In order to answer this question, you must first understand what atemi means. Atemi literally means strike, but in Aikido it has a more specific meaning and usage. Atemi is used to strike at your partner’s openings, not to inflict injury, but to take your partner’s mind and affect or lead your partner’s ki. In Aikido, energy is neither lost or destroyed. It is merely transferred from one person to the other. Many times, it is the use of atemi that allows this transference of energy. And it is during this time that the nucleus of the technique is formulated into what will become the moment of victory over transgression. Saotome Sensei taught us that “every throw you do is a strike which you are choosing not to do.” In other words, in Aikido practice, atemi can be implicit rather than explicit.
“What forces an opponent to keep his energy dispersed so that you can apply a given technique is the possibility at any instant that nage can throw an atemi.” This quote was posted by Sensei George S. Ledyard during a discussion about the importance of atemi. The dispersal of energy that Saotome Sensei speaks about is the moment when you lead your partners ki, at which time his mind and body are separated from his ki. It allows you to take his ki, the moment of the transference of energy, and redirect it as you see fit. This is a much different concept than merely throwing a strike to hurt your partner or to even simply disrupt his attack. It goes beyond this idea. To disrupt his attack would mean to conflict with it. This is not Aikido. Rather, the use of atemi allows you to join him, to join his energy and to become one with him in that very moment. It is through his own aggression and ill intent that he separates himself from you, thus causing his own ruin.
Another aspect or view of atemi is that it is also used to project the energy of an attacker.
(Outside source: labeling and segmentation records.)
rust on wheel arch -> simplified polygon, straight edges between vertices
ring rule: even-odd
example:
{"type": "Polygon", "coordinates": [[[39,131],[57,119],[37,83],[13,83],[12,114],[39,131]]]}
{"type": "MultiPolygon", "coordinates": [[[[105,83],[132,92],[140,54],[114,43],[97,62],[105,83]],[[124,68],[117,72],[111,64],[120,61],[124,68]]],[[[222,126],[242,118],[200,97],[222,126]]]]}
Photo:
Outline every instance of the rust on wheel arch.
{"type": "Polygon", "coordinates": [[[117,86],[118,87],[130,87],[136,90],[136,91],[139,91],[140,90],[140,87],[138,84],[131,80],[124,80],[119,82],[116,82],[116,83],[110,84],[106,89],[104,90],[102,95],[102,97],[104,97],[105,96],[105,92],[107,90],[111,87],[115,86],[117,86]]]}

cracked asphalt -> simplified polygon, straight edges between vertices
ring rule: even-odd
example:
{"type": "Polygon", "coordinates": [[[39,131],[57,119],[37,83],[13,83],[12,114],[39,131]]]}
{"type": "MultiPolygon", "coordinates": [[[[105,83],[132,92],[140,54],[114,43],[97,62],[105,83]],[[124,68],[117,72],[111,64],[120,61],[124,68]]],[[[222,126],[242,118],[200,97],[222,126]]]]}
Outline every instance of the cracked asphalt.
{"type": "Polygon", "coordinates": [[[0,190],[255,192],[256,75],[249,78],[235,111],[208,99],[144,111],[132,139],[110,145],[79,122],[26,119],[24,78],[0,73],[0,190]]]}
This is evident in techniques that are seen as touchless throws. When the attacker strikes, the nage can enter with an atemi, and with perfect timing, gather the energy of the attacker, redirect it, and project it in several other directions. You can view videos online and see O-Sensei doing such techniques. Therefore, you should understand that atemi doesn’t always mean that there must be contact. There is a plethora of information on atemi available online. You can read many articles from students of O-Sensei on the subject of atemi. This information will give you insight into the true meaning of atemi from a physical, psychological and physiological viewpoint. The use of atemi should be an very integral part of your Aikido training. It should be practiced daily and taken seriously as a very important aspect of budo.